Students, faculty and guests had to be evacuated from the Hilton College of Hotel and Restaurant Management this afternoon when a technical failure set off the hotel’s smoke detectors.
HRM Director of Communications, Debbie Maurer said the alarm went off at 12:55 p.m. after the third floor variable frequency drive that controls the air handler for the second floor of the hotel failed.
“The unit simply burned itself out and the smoke from the burnout set off the alarm,” Maurer said. “There was no fire.”
Though no one was harmed the incident proved to be especially alarming for hotel guest Teri Fruge who was staying at the hotel with her terminally ill son Coy who suffers from Batten Disease.
“I walked out because the electricity went out,” said Fruge who brought her son to Houston for treatment at Texas Children’s hospital. “Had we stayed up there we could have been trapped.”
Fruge said her son was escorted from their room on the sixth floor by his mother-in-law after Fruge was unable to reenter the hotel. While evacuating Fruge reported spotting smoke “between the buildings and into the stairwell.”
The building was evacuated according to the UH fire procedures at which point the UH fire Marshal came to inspect the scene along with two fire engines as a precaution, Maurer said.

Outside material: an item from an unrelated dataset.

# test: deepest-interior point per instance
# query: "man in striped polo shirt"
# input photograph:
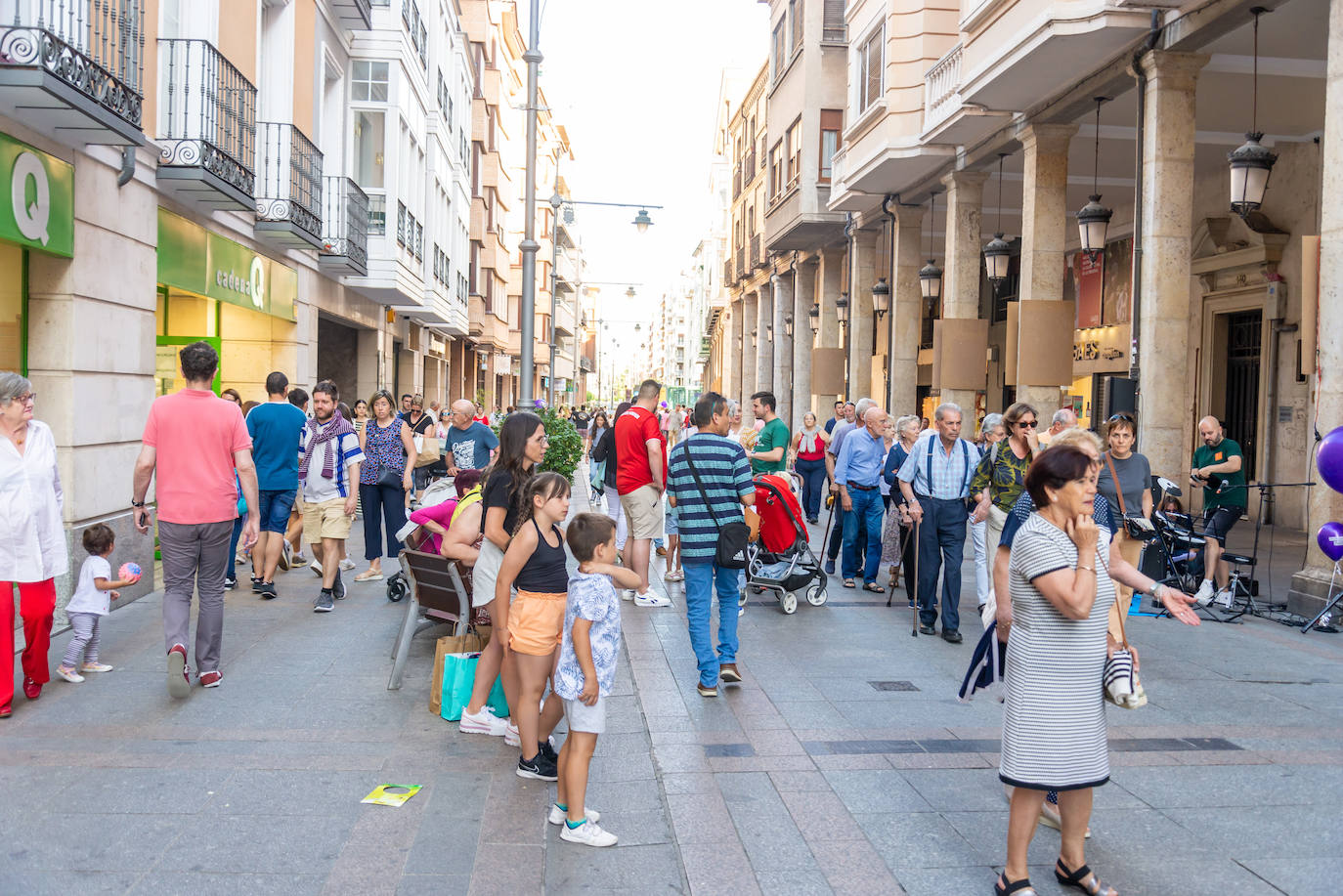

Among those evacuated were a number of faculty attending an awards ceremony at the college which was cut short because of the alarms.
“They were gonna give the final award out and right as they were about to announce the name the alarm went off,” HRM professor John Bowen said.
At 1:30 p.m., less than an hour after the initial alarm sounded, guests, students and faculty were allowed to reenter the building.
Maurer said the hotel’s air handle is running on a separate system from other UH facilities set to make repairs on the broken variable frequency drive.